“Net smarts are not just vital to getting ahead; you need this knowledge to keep from falling behind.” (Rheingold, Howard; Net Smart: How to Thrive Online, 2012)
Technology is ever-changing. Reading the Rheingold quote above, I thought about all the people in my life who have no idea how to use a computer and call me with basic tech support. One person comes to mind in particular: my dad.
To be fair, the guy just turned 91 two weeks ago. (No seriously, he really is over 90. I’m his youngest child.) His mental capacity is still there, albeit slightly diminished due to old age, but he just doesn’t bother to use it anymore.

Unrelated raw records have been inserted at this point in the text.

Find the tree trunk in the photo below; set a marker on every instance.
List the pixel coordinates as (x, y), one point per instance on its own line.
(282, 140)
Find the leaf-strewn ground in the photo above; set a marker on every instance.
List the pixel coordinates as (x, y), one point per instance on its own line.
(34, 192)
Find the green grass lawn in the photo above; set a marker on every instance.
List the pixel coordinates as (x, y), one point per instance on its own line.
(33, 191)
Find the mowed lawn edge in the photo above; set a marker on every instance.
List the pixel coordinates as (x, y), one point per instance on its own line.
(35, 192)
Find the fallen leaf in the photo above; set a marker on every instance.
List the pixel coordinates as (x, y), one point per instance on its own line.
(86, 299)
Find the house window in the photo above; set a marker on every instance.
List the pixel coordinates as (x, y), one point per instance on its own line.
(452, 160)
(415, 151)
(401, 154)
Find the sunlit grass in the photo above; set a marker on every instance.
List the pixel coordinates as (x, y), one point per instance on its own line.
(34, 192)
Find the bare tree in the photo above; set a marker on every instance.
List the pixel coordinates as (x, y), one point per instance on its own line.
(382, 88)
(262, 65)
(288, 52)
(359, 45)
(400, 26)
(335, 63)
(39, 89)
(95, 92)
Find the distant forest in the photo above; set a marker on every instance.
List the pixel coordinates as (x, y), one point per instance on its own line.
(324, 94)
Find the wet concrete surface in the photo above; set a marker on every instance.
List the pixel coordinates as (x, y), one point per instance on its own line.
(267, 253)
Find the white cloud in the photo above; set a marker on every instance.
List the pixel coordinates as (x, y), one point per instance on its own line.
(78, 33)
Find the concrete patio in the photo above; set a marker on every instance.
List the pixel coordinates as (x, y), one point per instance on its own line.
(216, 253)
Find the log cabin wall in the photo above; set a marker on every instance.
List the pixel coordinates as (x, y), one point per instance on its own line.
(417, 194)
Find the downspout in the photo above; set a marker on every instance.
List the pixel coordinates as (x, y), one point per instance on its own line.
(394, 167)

He stopped trying to learn new technology after flip phones became the new craze back in the early ’00s.
I’ve tried getting him to use a smartphone. My husband’s grandmother uses an iPhone just fine! Yet he tried it for all of 3 days and then chucked it to the side claiming it was too complicated. The man specialized in radio technology back in the ’50s! He knew how to fix pre-computerized cars and understood the inner works of engines enough to poke around through them! I imagine if he were born 70 years later, he would be a computer genius! And yet, no matter how many times I’ve explained not to click those ads at the bottom of some of those websites he visits, he just tunes me out and keeps doing it over and over again!
So what’s stopping people from learning about new technological advancements? I think it’s stubbornness. Maybe I’m biased because I lived with a healthy old dude for a dad for a good 18 years of my life, but overall I think people can easily learn intuitive tech if they just give it a hands-on look. Sure, once you hit a certain time in your life, memory loss is a good excuse, but my dad’s only had memory issues more recently. The last decade is no excuse. He could have tried, but he didn’t want to, so he lost out on learning more effective ways of keeping up with friends and family as well as ways to obtain breaking news immediately instead of waiting for the television/newspaper to say something about it.
Watching my dad get lost in old technology makes me determined NOT to fall behind. When new updates occur, both physically and socially, I plan on keeping up as I always have to insure I never end up stuck in my ways like he is. Luckily, it’s a topic I’ve always been interested in. Though I may not understand the inner workings of computers to the same extent my dad understood cars and radios, I do get how technology works as a whole in connecting people to information and each other to know how important it really is.
You can teach an old dog new tricks. The dog just needs to stop being stubborn.
P.S. I do love my dad despite him being the most obstinate person I know.